Saturday, 7 May 2016

The Unveiling of Christ

Hi all!

I have to apologize for being so quiet here of late. I have sort of pushed the blog aside so I could focus on writing my book about the cross. Even that has being hard to get time to do but this morning I managed to write out an introduction to one of the final chapters and I thought that I would share it here as a bit of a sampler for everyone. The chapter will be about the book of Revelation and how it ties in with everything else that I have said about the cross beforehand. This is what I wrote this morning and it's only a first draft but I hope you like it...



My desire for this chapter is twofold; first I would like to take everything that I have said about the cross up to this point and argue that this is the truest picture of what God is like. Then secondly, I would like to take our understanding of the atonement and make it something practical for you and me in the 21st century by pointing to the examples of believers in the first century and to Christ Himself. In achieving this I would like to go to a place which may surprise you which is the book of Revelation.
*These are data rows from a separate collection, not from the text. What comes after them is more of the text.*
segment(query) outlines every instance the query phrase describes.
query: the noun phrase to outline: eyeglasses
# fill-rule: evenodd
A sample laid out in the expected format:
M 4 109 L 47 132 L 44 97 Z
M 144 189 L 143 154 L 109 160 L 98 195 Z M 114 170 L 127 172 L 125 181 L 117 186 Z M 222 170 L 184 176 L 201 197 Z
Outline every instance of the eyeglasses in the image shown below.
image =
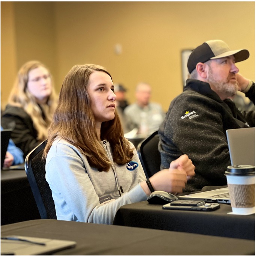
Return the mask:
M 38 77 L 31 80 L 29 80 L 29 82 L 39 82 L 41 79 L 44 78 L 45 80 L 46 80 L 49 78 L 50 77 L 50 74 L 44 75 L 42 77 Z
Revelation was a book that I was fascinated with as a youngster. I ate up anything I could find related to the end times; from the ‘Left Behind’ series to sermons and videos by other dispensationalist theologians. I went from holding to a pre-tribulation rapture viewpoint to a post-tribulation and later on still a pre-wrath escapist belief. I mention this only because normally when we talk about the book of Revelation we have something along those ideas in mind. We like to think of it as a book that reveals hidden information about the last seven years of the earth’s history before God destroys it and starts all over again.

While John’s epistle to the seven churches in Asia Minor does give us some insights into how everything eventually wraps up, I would like to submit the idea here that we have completely missed the point of the book if we read it this way. Allow me to deconstruct a little before proposing something entirely different.
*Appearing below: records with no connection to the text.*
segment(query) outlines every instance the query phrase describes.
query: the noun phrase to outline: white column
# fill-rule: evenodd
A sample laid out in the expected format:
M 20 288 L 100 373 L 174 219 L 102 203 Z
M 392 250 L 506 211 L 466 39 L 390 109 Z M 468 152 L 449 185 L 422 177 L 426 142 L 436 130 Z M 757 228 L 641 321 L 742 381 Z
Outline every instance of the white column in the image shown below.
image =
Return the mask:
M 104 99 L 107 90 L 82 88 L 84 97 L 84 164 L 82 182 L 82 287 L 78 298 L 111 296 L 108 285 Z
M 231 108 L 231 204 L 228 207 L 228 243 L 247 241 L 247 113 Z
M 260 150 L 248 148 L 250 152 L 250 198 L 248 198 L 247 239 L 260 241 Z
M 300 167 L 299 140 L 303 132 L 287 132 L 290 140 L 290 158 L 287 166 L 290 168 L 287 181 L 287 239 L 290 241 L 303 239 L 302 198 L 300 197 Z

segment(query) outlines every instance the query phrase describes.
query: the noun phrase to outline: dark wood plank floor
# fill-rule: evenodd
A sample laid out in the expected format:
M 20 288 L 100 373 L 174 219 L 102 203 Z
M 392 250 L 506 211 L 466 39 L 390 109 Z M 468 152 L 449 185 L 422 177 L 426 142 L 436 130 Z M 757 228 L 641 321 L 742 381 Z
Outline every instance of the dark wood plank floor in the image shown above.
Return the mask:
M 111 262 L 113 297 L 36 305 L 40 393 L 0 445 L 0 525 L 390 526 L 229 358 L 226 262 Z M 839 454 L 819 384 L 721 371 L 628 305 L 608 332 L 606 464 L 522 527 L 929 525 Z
Jesus, the same yesterday, today and until Revelation?

I remember about 9 or 10 years ago sitting in a home cell meeting and someone saying to me that the first time Jesus came as a lamb but the next time he is coming as a lion. I never thought much of it at the time, probably because I was in full agreement with him at that point in my life.

There is no denying that this popular perception we have of Jesus in the book of Revelation looks far different than the Jesus that we read about in the rest of the New Testament. The first Jesus taught us to love our enemies and to bless and pray for those who persecute us. The second Jesus kills his enemies. The first Jesus condemned all forms of violence; He rebuked His disciples when they wanted to call fire down from heaven to consume their enemies. Likewise, He rebuked Peter when He was getting arrested and Peter tried to defend Him and cut off a man’s ear. Christ’s words to His disciple in that moment, right before miraculously healing the man’s wound, was that “those who live by the sword will die by the sword”. The second Jesus has a sword coming out of his mouth which he kills his enemies with. The first Jesus took the blows of the Roman soldiers and then turned the other cheek and took more. The second Jesus strikes his enemies again and again and again as taught in the eternal conscious torment view of eschatology. The first Jesus bled for His enemies, the second Jesus makes his enemies bleed.

Reading the book of Revelation in the way that all the books, sermons and videos I heard growing up taught me to, I have to conclude that Jesus’ mercy does not endure forever as the Psalmist said. This Jesus is not different than us or the other gods, he is exactly like me and everyone else. He has limited grace and a dangerous fuse and when love, mercy and forgiveness reach a certain line they give way to violence, killing and punishment.

Please don’t misunderstand; I am not saying that the wicked get away with being wicked or that God sit’s by idly as evil spreads and devours. Neither am I saying that Jesus’ first and second comings will be the same, they will be different. All I am saying for now is that Jesus is the same yesterday, today and forever as is God the Father. With that in mind, let me offer one more reason that we should be cautious of interpreting the book of Revelation with Jesus as a God fashioned in the image of Rambo.

It is no secret that the Jews who lived in Jesus’ day were living under Roman occupation. Everybody was awaiting a messiah that would come to liberate them from this oppression. One who would set the captives free by overthrowing their Roman rulers and liberating the nation. Said another way, the Jewish people wanted their Robin Hood, their William Wallace, a new Judas Maccabeus to come and rescue them.

It is often overlooked that when Pilate offered the crowd the opportunity to release either Jesus or Barabbas during the Passover feast what kind of prisoner Barabbas was. Many scholars believe that Barabbas was a revolutionary of sorts that was involved in instigating a riot. Another thing that often gets overlooked is that Barabbas literally translates into English as ‘son of the father’. Some ancient manuscripts in fact give his full name as Jesus Barabbas! The fact that we have two men named Jesus, one who says He is the Son of the Father and the other whose name literally is ‘son of the father’ is too incredible to be a coincidence. What we have here is a true messiah and a false messiah, the true Christ and a counterfeit Christ. This was the kind of false messiah that Israel had mistakenly being expecting and wrongfully put their hopes in to rescue them from oppression.

I submit that today the church has largely fallen into the same error as Israel had. We are looking for a messiah who is going to come and kill all of the bad guys and free us from oppression. We choose and place our hope in Barabbas. Even though Jesus has already walked the earth once before, we say No! Next time will be different, next time He is coming like Judas Maccabeus or like William Wallace and the only difference is that He will be unstoppable. Could we be as wrong as Israel was? I think so and so I would like to offer an alternative approach to the book of Revelation, one that is not so much ‘future-centered’ as it is ‘Christ-centered’; one that brings us back to the cross.